Le groupe de médias a publié un chiffre d’affaires légèrement en dessous des attentes du marché, mais maintient son objectif de marge 2013
Bruno de Roulhac

Lagardère plie mais ne rompt pas. En dépit d’un recul de 4,4% (-2,9% en comparables) de son chiffre d’affaires trimestriel à 1,88 milliard d’euros, en dessous des attentes du marché, le groupe de médias a confirmé son objectif de hausse de 0 à 5%, à changes constants, de son résultat opérationnel Média, supposant une baisse d’environ 7% des recettes publicitaires de Lagardère Active. Lors d’une conférence téléphonique, le groupe a précisé viser le milieu de la fourchette, soit 2,5%.

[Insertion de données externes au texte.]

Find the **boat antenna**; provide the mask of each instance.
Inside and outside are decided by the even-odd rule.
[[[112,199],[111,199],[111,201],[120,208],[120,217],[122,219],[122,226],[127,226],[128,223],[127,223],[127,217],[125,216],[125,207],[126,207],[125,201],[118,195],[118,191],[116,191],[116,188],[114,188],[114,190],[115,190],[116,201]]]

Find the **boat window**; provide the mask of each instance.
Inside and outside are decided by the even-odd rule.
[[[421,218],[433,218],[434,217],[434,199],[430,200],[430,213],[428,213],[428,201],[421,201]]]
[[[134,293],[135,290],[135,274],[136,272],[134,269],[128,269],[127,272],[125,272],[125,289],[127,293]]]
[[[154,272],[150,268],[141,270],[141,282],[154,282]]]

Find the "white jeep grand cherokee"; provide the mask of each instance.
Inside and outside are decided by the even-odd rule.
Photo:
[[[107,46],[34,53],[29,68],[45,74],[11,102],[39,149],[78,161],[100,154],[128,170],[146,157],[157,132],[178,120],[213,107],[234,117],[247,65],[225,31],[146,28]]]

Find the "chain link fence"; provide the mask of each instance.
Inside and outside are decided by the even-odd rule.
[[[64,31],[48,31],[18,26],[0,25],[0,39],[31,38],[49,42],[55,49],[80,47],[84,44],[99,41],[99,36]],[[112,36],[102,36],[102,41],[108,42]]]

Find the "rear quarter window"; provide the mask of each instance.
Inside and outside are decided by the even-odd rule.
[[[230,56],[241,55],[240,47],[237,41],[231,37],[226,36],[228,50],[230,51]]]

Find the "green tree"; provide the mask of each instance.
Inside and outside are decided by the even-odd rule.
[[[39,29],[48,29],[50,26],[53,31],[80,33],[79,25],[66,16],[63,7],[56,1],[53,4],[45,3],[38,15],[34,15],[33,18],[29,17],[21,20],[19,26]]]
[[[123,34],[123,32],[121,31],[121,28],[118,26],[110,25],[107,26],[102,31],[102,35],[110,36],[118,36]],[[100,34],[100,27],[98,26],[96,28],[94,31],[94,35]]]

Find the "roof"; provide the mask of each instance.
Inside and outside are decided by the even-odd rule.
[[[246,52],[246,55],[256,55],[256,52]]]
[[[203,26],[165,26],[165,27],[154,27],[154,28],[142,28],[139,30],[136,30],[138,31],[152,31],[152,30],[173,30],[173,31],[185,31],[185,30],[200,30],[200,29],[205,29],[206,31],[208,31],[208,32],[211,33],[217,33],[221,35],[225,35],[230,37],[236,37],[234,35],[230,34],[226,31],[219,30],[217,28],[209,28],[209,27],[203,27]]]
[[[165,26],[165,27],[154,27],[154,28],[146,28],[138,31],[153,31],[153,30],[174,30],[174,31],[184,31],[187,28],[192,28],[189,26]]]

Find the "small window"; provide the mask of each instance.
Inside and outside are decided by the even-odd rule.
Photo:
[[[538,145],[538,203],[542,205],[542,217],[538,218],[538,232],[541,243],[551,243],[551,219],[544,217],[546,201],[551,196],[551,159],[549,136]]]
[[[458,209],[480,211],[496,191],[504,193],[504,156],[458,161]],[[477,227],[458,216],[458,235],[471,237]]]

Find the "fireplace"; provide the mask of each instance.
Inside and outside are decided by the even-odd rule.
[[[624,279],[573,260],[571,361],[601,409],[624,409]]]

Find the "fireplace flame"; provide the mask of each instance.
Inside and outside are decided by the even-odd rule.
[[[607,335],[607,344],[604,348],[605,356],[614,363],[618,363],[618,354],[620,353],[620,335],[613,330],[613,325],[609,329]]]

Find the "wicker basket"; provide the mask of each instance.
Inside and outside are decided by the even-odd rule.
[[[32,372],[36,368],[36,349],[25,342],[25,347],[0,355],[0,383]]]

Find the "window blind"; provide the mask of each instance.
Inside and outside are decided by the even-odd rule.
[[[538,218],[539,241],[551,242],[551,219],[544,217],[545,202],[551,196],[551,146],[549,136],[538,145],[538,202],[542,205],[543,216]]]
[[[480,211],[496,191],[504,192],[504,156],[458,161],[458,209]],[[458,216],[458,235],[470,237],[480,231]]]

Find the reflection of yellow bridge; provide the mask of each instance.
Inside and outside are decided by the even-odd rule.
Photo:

Au troisième trimestre, les quatre métiers du groupe affichent un recul et sur neuf mois, seul le publishing parvient à progresser très légèrement (+0,2%). Le chiffre d’affaires de Lagardère Active a reculé de 1,7% en comparables (-0,4% sur neuf mois), pénalisé par la chute de 11,2% des recettes publicitaires et le recul de 5,2% de la presse magazine. De mauvais chiffres que la hausse des recettes radios (+8,4%, dont +19,7%) n’a pas réussi à compenser entièrement.

Depuis quelques mois, le groupe est en pleine restructuration pour devenir un pur acteur des médias. Après la cession de sa participation de 7,4% d’EADS pour 2,28 milliards d’euros au printemps dernier, et la toute récente vente de ses 20% de Canal+ France pour 1,02 milliard d’euros, Lagardère a encore en chantier la cession de ses 42% de Marie-Claire, valorisés 125 millions d’euros en fin d’année dernière, et 90 millions fin juin.

Attendu sur l’affectation du produit de la vente des 20% de Canal+, Arnaud Lagardère a précisé que les détails du retour aux actionnaires n’étaient pas encore fixés. Auparavant, le groupe avait envisagé de reverser la moitié aux actionnaires – certains espèrent plus – soit 3,8 euros par action. Cette distribution exceptionnelle pourrait avoir lieu en fin d’année ou au premier trimestre 2014. L’autre moitié sera consacrée à la réduction de la dette, de 900 millions d’euros fin juin, et à des acquisitions.

Compte tenu d’une trésorerie nette attendue légèrement excédentaire en fin d’année, d’un dividende exceptionnel estimé à 500 millions d’euros et d’un dividende ordinaire stable à 170 millions, et du souhait de conserver une dette inférieure à 2,5 fois l’Ebitda, soit 1,3 milliard d’euros pour 2013, Gilbert Dupont chiffre la force de frappe de Lagardère à 700 millions d’euros.